Huh, that's intriguing.

esqueleto probably can't reasonably cache queries. But, you can definitely do this on your end with renderQuerySelect. That emits a (Text, [PersistValue]) that should work with your database connection. Then substitute the [PersistValue] for whatever you need, and call rawSql from persistent to get the results out. This won't work with Entitys though - you'd need to dig into the implemnetation of rawSql and remove the ?? placeholder parsing.

So,

newtype QueryByValue m = QueryByValue
  { unQueryByValue :: ByteString -> Word16 -> SqlPersistT m _
  }

mkQueryByValue
  :: SqlPersistT m (QueryByValue m)
mkQueryByValue = do
  (txt, _) <- renderQuerySelect $ queryBValue ("asdf", 4)
  pure $ QueryByValue $ \bs w16 -> do
    rawQuery txt [toPersistValue bs, toPersistValue w16]

runQueryByValue :: ByteString -> Word16 -> QueryByValue m -> SqlPersistT m _
runQueryByValue bs w16 qbv = 
  unQueryByValue qbv bs w16

for an ad-hoc way to do it.

belevy commented 2 years ago

As Matt said we can't really handle this on the esqueleto side since SqlQuery is a monad and therefore supports when which means that arbitrary values can cause different queries to run.

Something you might also want to consider is using a prepared statement if your backend supports it. It is interesting to see the actual query generation being a cost center, that is something I would have expected should never need to be optimized. Do you have any more insights about which section of toRawSql is slow? Does using the new from syntax change any of the performance characteristics?

EDIT: having looked at the code I now really want to see the performance of the new syntax. collectOnClauses is likely causing issues here. With the new syntax we do not have to parse the on clauses to determine which join type they match with.

belevy commented 2 years ago

Tried coming up with a benchmark to see what the difference between the two is. I ran with 1, 2, and 3 joins using the old and new from syntax (no where clause) in an attempt to see performance difference.

image

@kderme Are you using only a single join in your actual query? The new syntax is always faster but it also has linear growth in number of joins where as the old style is quadratic.

kderme commented 2 years ago

I think I misinterpreted the results of profiling and the actual cost is lower than what I described. Probably I was getting an extreme case of https://github.com/mpickering/hs-speedscope/issues/6. So around 15% of time was spent in toRawSql, but this doesn't account for the total ecexution time as I had assumed.

Do you have any more insights about which section of toRawSql is slow?

mostly makeFrom, which I think is the part where the Join is handled. I have the flame graph for more details, hopefully somewhat readable. flame-graph

Are you using only a single join in your actual query?

Yes it's a single join.

having looked at the code I now really want to see the performance of the new syntax.

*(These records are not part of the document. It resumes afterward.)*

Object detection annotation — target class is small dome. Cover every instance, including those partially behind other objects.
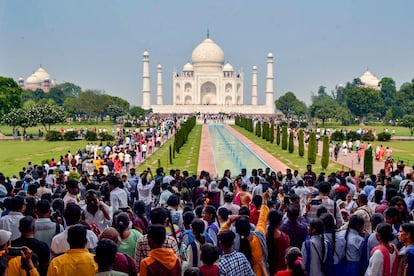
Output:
[359,70,379,88]
[191,38,224,65]
[26,73,42,84]
[183,62,194,71]
[34,67,50,82]
[223,63,234,72]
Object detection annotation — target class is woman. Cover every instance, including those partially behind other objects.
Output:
[302,219,333,276]
[335,215,364,276]
[220,192,269,276]
[365,223,398,276]
[275,247,305,276]
[113,212,142,258]
[266,210,290,275]
[398,223,414,276]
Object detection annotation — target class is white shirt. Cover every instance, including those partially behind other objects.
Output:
[50,228,98,255]
[109,187,128,213]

We'e using the Legacy api, but plan to change to the new one. Is this the new syntax you're referring to?

In any case, thank you for your input. Feel free to close.

belevy commented 2 years ago

We'e using the Legacy api, but plan to change to the new one. Is this the new syntax you're referring to?

Yes, both can live in the same query (just need to namespace the from and on functions) and the entire collectOnClauses portion will go away. As you can see from my very unscientific benchmark the new syntax is about 100% faster in the single join case and only grows linearly in the number of joins.

belevy commented 2 years ago

Closing since there is nothing to change. Performance of query generation appears to be on the order of 10 microseconds.